KEPEMILIKAN MUWARRIST YANG TIDAK JELAS
Masyarakat muslim kita terdahulu dan sampai hari ini tidak terlalu peduli dengan arsip dan dokumentasi kepemilikan. Masih banyak sekali masyarakat kita yang tidak mau mengurus dokumen kepemilikan itu secara sah, mereka menganggap remeh akan dokumentasi tersebut. Mereka merasa cukup dengan pengakuan kepemilikan oleh orang lain secara verbal tanpa tulisan sedikitpun.
Ini adalah sikap yang kurang tepat dan perlu perubahan pola fikir. Dokumentasi dan arsip kepemilikan itu sangat penting saat kita hidup dan saat kita mati. Saat kita hidup dokumentasi kepemilikan menjadi penguat kepemilikan dan bukti yang sah. Bahkan atas nama dalam sebuah dokumentasi kepemilikan pun bisa jadi tidak menunjukkan kepemilikan orang yang namanya tertera di dokumen tersebut. Apalagi jika tidak ada dokumentasi kepemilikan. Dengan demikian dokumentasi kepemilikan menjadi begitu penting untuk diri kita dan keluarga kita.
Di saat kita mati dokumentasi kepemilikan sangat dibutuhkan untuk pemecahan warisan kita. Dengan dokumentasi kepemilikan tersebut maka ahli waris kita akan mudah mengenali kekayaan yang menjadi hak mereka dalam hokum waris islam. Jika dokumentasi kepemilikan tidak ada maka ahli waris akan terancam kehilangan warisan mereka. Nau’zubillah min zalik.
Sengketa dalam pemecahan warisan sering terjadi akibat kepemilikan yang tidak jelas. Contoh : seorang ayah memberikan sebuah rumah kontrakan kepada putranya yang sudah menikah dengan ucapan: “kontrakan itu buat kamu, silahkan tinggal di situ”. Namun ucapan itu tidak diiringi dengan pembuatan dokumentasi balik nama hibah atas nama si anak. Apakah yang terjadi setelah si ayah meninggal?
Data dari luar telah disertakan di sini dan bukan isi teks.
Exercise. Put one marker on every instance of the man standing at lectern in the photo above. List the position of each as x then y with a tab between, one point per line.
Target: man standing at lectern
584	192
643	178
Anak-anak yang lain pasti menganggap rumah kontrakan itu masih menjadi milik ayah mereka sehingga mereka menuuntut pembagian warisan dari rumah kontrakan tersbut. Si anak yang menerima hibah tadi tentu menolak pendapat ahli waris tersbut. Sengketa dan pertengkaran lah yang akan terjadi.
Begitu juga dengan pencampuran kepemilikan antara suami dan istri tanpa keterangan saham masing-masing. Hal seperti ini adalah kepemilikan yang tidak jelas dan pada saatnya akan menjadi pemicu sengketa warisan keluarga.
Sudah menjadi hal yang lumrah di tengah masyarakat kita bahwa suami dan istri biasa membeli rumah tinggal mereka secara urunan bersama. Biasanya mereka mengeluarkan dana tanpa memperhitungkan dan tanpa catatan. Mereka beranggapan tidak pantas bersikap “perhitungan” terhadap suami atau istri. Masyarakat beranggapan bahwa sikap “perhitungan” berarti bakhil atau pelit dan tidak harmonis. Innalillahi wa inna ilaihi rojiun.
Jika persepsi seperti itu terus dipertahankan maka ketidak jelasan akan kepemilikan harta oleh suami atau istri akan menjadi kenyataan. Pada saatnya rumah yang dibeli secara urunan dan dimiliki bersama akan menjadi sengketa saat pembagian warisan.
Untuk mengantisipasi sengketa warisan sejak dini, saya merekomendasikan agar kepemilikan bersama antara suami dan istri di lakukan pencatatan prosentase secara jelas dan transparan. Berapa persen hak suami dan berapa persen hak istri dari rumah tersebut. Kejelasan prosentase itulah yang nantinya akan menyelamatkan ahli waris mereka dari sengketa.
Begitu juga kepemilikan yang tidak jelas yang diakibatkan oleh hibah atau pemberian setengah hati dapat diantisipasi dengan lebih memahami hibah itu sendiri dan berfikir lebih dalam akan konsekwensi hibah kepada ahli waris sebelum melakukan hibah.
Sedangkan sengketa yang disebabkan oleh tidak adanya dokumen resmi dalam kepemilikan maka dapat diantisipasi dengan membuat dokumen, memperlihatkan dokumen kepada ahli waris dan memberi penjelesanan kepada mereka. Muwarist hendaknya dapat bersikap terbuka kepada ahli warisnya tentang status kepemilikannya. Dengan demikian asset waris menjadi jelas dan tidak lagi berpotensi sengketa pada saatnya.